Otoritas pemilu Thailand memerintahkan penghitungan ulang dan pemilu baru di beberapa TPS setelah menemukan kejanggalan dalam pemilu bulan lalu.
Komisi Pemilihan Umum mengatakan dalam sebuah pernyataan bahwa mereka telah memerintahkan penghitungan ulang di dua TPS dan pemilu baru di enam TPS karena jumlah pemilih tidak sesuai dengan jumlah surat suara pada pemilu 24 Maret.
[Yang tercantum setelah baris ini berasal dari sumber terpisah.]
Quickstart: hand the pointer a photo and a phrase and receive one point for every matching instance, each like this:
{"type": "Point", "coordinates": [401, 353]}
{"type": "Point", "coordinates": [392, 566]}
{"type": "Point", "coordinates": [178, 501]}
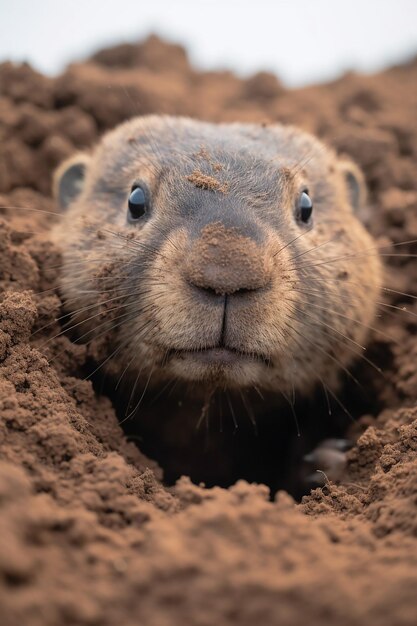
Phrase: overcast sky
{"type": "Point", "coordinates": [303, 41]}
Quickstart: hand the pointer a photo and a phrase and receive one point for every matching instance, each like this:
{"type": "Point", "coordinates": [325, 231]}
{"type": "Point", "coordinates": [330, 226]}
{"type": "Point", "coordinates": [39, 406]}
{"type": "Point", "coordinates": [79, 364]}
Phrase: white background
{"type": "Point", "coordinates": [303, 41]}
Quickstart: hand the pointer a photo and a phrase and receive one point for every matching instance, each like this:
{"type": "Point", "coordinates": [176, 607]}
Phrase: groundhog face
{"type": "Point", "coordinates": [222, 255]}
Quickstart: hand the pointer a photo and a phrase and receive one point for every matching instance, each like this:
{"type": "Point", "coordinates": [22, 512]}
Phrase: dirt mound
{"type": "Point", "coordinates": [88, 533]}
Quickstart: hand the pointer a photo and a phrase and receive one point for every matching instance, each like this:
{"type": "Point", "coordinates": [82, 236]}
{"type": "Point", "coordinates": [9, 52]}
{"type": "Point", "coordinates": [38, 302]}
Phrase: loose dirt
{"type": "Point", "coordinates": [89, 535]}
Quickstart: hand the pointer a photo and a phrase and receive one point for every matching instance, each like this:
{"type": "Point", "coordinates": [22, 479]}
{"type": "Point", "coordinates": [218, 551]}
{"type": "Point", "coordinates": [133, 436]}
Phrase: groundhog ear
{"type": "Point", "coordinates": [355, 183]}
{"type": "Point", "coordinates": [69, 179]}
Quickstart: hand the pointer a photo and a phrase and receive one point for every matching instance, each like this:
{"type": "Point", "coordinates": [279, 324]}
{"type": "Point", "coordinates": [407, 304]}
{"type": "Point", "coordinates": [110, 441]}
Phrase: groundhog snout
{"type": "Point", "coordinates": [223, 261]}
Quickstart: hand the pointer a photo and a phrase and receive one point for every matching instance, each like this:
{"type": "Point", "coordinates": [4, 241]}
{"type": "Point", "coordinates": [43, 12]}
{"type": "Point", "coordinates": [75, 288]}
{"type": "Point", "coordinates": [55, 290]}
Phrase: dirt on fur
{"type": "Point", "coordinates": [89, 534]}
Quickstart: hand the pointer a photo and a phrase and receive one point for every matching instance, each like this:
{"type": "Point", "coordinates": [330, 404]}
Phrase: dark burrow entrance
{"type": "Point", "coordinates": [251, 436]}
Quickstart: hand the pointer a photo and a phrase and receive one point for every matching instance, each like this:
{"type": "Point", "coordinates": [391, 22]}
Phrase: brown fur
{"type": "Point", "coordinates": [292, 292]}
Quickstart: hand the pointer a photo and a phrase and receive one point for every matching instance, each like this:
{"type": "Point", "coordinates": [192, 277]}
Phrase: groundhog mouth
{"type": "Point", "coordinates": [220, 356]}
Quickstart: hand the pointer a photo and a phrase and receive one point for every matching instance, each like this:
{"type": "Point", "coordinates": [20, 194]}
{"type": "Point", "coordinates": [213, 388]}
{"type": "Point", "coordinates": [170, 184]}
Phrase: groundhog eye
{"type": "Point", "coordinates": [137, 204]}
{"type": "Point", "coordinates": [305, 207]}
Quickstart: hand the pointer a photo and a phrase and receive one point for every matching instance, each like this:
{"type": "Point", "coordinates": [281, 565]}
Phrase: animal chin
{"type": "Point", "coordinates": [219, 362]}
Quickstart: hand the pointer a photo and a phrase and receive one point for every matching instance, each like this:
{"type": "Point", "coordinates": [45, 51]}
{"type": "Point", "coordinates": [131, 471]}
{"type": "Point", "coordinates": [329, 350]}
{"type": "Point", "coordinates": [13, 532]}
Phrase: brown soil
{"type": "Point", "coordinates": [88, 533]}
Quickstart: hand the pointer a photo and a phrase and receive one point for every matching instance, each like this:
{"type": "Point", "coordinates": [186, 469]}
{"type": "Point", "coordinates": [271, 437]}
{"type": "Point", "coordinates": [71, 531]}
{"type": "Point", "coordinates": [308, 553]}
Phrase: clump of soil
{"type": "Point", "coordinates": [88, 533]}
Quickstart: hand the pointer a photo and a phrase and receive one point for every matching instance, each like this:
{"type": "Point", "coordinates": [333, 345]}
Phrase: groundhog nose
{"type": "Point", "coordinates": [225, 262]}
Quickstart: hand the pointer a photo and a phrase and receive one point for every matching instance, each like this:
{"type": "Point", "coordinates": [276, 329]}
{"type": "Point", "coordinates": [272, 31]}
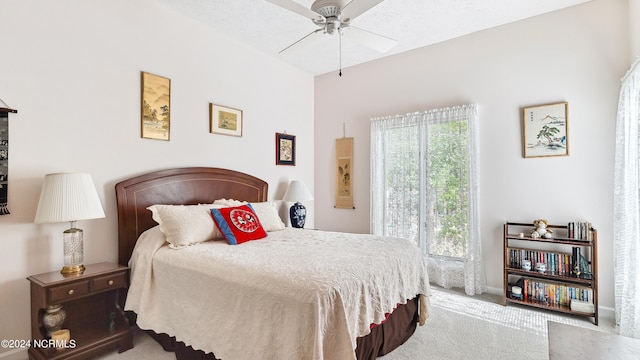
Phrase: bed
{"type": "Point", "coordinates": [275, 298]}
Komisi tersebut mendapat kecaman keras dari masyarakat atas dugaan kesalahan pengelolaan pemilu pertama di negara tersebut sejak kudeta militer pada tahun 2014. Komisi ini terutama dituduh mengeluarkan hasil pemilu yang tertunda dan bertentangan. Perintah yang dikeluarkan pada hari Kamis ini merupakan tindakan pertama yang diambil sejak pemilu untuk memperbaiki masalah atau mengatasi keluhan dan protes. Dikatakan bahwa mereka telah menerima lebih dari 100 protes, namun tidak jelas berapa banyak yang telah ditangani sejauh ini.
Tonton berita terkini di Channel 7 atau streaming gratis 7 ditambah >>
Komisi ini juga mempunyai wewenang untuk mendiskualifikasi kandidat yang menang, dan terdapat kekhawatiran bahwa jika komisi tersebut menggunakan hak tersebut, hal ini akan berdampak signifikan pada total suara akhir yang disahkan yang akan diumumkan pada tanggal 9 Mei.
Hasil sementara tidak memberikan partai mana pun untuk memperoleh mayoritas, sehingga mendiskualifikasi kandidat dan partai dapat menentukan apakah partai yang mendukung pemerintahan militer Thailand saat ini, atau yang menentangnya, akan memperoleh mayoritas di Dewan Perwakilan Rakyat.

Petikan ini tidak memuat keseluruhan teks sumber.